Innocence is an odd term, because while it has meaning, it truly doesn’t exist. Scripture states that all people have the taint of sin on them. From the point of conception to the point of death, a person is not innocent of sin. However, there is a sense in which a person can be innocent in that they haven’t yet witnessed, or become a part of, the worst things in the world. That is something we cherish. It is why crimes against children are seen as so terrible. Children represent what is innocent in this world, and any crime against should be hated. Why do we feel that way? We feel that way because we want to believe there is something good and innocent left in the world. As we age, we start to feel that slipping away. Gandalf loved the Shire because it represented what the world could be, and should be, but wasn’t. I watch my children play and imagine and I’m glad they still see the world as a good thing. The day we lose sight of what could be and should be is the day we give up. That doesn’t mean we forget what reality is. There is a world of hurt all around us and to not acknowledge it would naïve at best.

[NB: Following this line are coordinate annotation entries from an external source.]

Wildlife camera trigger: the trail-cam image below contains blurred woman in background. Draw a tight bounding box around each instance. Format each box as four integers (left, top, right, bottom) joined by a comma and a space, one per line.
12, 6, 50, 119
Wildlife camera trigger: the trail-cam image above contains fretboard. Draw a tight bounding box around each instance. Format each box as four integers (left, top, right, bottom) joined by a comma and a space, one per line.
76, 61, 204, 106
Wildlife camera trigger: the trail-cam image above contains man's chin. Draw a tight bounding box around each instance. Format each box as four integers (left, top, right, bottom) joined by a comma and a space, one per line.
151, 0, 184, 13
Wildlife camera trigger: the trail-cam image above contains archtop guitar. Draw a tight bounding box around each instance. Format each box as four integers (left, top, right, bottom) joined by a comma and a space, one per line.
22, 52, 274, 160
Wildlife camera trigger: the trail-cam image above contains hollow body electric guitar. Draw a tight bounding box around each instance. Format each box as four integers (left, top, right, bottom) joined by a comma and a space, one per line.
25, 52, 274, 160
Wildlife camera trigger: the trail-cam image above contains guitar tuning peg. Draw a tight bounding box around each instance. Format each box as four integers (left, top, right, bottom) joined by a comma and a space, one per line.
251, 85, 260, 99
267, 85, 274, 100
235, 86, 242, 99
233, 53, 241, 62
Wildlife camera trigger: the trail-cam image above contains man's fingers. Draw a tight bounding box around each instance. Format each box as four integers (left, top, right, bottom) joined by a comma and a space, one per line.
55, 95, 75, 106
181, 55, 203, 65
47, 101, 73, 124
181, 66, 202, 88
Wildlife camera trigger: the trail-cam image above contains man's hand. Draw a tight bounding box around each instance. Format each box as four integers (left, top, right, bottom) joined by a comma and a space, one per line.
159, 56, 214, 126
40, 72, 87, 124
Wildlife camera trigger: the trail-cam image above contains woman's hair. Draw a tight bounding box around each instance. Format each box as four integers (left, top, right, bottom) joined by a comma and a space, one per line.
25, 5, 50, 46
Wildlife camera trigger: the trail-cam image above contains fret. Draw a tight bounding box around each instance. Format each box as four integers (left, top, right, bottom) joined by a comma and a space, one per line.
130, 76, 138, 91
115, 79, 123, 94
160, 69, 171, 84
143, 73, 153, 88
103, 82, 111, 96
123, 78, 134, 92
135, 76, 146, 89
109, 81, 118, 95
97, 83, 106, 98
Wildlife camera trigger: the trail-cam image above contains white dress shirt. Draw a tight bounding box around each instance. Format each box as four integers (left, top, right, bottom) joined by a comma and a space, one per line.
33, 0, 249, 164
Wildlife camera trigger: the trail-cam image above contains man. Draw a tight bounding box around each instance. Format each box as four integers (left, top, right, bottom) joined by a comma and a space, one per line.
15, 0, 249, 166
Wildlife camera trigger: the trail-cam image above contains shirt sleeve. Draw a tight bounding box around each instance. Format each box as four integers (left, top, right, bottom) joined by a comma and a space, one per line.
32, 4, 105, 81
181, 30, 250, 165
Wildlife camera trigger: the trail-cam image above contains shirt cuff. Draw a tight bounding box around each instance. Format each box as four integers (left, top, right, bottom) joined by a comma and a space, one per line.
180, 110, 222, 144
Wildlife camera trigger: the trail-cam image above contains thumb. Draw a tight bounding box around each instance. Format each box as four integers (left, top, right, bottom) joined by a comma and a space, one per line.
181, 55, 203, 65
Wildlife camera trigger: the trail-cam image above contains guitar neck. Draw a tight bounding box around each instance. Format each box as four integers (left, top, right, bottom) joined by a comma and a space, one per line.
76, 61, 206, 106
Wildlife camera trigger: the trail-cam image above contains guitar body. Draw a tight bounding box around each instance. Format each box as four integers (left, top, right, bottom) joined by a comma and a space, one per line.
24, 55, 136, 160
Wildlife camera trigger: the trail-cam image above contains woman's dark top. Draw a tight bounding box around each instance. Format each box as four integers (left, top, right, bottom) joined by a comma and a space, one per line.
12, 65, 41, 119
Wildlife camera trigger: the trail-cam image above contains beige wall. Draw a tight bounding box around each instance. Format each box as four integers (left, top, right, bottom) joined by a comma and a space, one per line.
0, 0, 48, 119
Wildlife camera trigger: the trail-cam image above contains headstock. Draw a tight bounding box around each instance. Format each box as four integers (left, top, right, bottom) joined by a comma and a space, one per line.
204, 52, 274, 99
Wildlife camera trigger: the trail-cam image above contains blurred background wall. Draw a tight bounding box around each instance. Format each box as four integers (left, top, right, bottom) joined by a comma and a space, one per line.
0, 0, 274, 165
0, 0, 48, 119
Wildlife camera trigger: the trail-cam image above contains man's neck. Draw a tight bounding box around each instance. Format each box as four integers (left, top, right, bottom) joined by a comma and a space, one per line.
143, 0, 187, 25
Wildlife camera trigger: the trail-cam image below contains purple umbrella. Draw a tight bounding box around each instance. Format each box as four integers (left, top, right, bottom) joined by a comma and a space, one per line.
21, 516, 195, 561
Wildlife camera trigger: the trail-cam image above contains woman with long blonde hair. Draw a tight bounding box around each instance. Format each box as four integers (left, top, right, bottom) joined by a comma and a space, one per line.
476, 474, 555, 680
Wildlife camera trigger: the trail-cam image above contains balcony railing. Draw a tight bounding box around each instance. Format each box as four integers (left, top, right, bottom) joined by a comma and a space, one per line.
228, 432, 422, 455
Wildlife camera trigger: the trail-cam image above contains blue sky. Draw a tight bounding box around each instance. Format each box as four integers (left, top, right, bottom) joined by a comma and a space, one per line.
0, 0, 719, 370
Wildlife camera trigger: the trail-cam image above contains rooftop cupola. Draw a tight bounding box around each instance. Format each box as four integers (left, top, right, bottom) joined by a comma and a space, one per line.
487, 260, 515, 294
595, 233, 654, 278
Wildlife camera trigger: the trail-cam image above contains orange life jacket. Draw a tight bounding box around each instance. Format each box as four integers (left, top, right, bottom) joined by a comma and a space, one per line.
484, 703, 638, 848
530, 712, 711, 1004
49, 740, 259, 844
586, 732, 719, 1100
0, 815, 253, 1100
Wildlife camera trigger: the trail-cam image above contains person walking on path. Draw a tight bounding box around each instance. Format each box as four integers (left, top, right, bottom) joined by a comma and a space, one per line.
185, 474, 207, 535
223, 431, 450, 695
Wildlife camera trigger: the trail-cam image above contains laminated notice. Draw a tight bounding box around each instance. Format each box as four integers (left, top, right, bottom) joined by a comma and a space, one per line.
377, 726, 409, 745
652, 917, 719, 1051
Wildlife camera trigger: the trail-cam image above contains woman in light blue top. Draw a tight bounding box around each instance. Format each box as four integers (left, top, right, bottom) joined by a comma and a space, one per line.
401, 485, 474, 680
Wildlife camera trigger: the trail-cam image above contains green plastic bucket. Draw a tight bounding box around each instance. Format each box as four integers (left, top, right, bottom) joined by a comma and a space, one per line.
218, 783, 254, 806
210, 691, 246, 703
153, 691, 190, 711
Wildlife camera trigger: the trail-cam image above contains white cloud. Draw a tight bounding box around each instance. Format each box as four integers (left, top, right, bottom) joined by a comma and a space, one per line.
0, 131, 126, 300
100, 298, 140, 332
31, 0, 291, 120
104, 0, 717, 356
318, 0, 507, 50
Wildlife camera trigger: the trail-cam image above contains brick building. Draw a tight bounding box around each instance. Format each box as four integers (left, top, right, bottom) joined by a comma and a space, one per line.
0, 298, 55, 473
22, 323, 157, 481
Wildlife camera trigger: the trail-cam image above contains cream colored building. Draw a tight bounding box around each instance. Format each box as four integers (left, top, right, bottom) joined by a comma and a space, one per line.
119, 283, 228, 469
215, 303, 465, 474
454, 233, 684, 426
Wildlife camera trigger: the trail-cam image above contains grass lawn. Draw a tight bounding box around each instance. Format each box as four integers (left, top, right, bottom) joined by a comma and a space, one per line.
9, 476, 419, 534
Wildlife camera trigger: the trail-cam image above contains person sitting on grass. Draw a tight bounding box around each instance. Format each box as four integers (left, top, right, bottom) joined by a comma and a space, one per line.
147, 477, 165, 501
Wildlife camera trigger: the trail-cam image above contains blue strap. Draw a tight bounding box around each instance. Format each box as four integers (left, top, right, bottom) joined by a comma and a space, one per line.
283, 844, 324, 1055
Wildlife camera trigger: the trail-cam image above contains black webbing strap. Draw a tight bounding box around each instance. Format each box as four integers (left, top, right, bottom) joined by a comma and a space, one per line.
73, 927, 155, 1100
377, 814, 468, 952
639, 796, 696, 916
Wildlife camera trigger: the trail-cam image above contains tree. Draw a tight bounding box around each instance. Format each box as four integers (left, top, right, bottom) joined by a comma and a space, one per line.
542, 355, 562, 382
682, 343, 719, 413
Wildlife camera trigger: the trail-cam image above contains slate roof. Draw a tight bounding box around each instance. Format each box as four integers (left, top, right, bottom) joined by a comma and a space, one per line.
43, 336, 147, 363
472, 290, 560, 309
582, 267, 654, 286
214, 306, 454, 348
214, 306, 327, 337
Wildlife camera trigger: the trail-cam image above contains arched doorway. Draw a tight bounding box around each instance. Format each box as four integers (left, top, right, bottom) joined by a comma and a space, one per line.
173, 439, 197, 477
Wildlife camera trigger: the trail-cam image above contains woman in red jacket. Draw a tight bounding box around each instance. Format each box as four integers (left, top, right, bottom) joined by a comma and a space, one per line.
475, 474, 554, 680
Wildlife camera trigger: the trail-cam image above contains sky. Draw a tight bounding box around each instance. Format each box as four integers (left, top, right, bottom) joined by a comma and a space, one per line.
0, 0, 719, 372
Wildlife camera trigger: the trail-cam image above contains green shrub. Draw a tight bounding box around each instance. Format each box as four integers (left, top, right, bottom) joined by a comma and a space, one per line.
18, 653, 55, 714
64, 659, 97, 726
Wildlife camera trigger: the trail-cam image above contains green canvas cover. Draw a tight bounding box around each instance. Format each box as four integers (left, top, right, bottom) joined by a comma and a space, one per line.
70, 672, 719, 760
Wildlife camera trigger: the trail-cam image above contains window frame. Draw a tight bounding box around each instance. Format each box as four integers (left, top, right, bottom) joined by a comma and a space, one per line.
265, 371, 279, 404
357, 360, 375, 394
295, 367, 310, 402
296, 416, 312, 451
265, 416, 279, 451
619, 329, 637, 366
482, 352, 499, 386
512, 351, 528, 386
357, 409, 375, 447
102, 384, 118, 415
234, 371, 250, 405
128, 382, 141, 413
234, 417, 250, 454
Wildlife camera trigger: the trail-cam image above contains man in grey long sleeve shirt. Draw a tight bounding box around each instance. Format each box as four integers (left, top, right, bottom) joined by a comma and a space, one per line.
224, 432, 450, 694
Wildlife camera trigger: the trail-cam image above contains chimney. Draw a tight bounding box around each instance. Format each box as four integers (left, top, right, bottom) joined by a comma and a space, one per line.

As adults, we can’t afford to forget that some people are out to get us. As Christians, we can’t afford to forget that the world really isn’t good, and it needs a Savior.
The answer is the approach the Bible takes. Christians are called to live in this world of pain and sadness, and even to thrive in it. We are called to minister to those who are sick and weary, no matter what ails them. We are called to raise families in the midst of this world – making sure our children have a great, innocent childhood, all the while teaching them of the perils of the world. We can’t afford to raise them in the Shire – a place where evil doesn’t exist. We can’t because that place isn’t real…yet. Though we live in this world, we look forward to the next. Jesus says, “Behold, I am making all things new.” We can look forward to a time when innocence is the norm. Heaven is the place where the world is made right again. It’s a place where there is no worry and no want. It’s a place where we can be children again.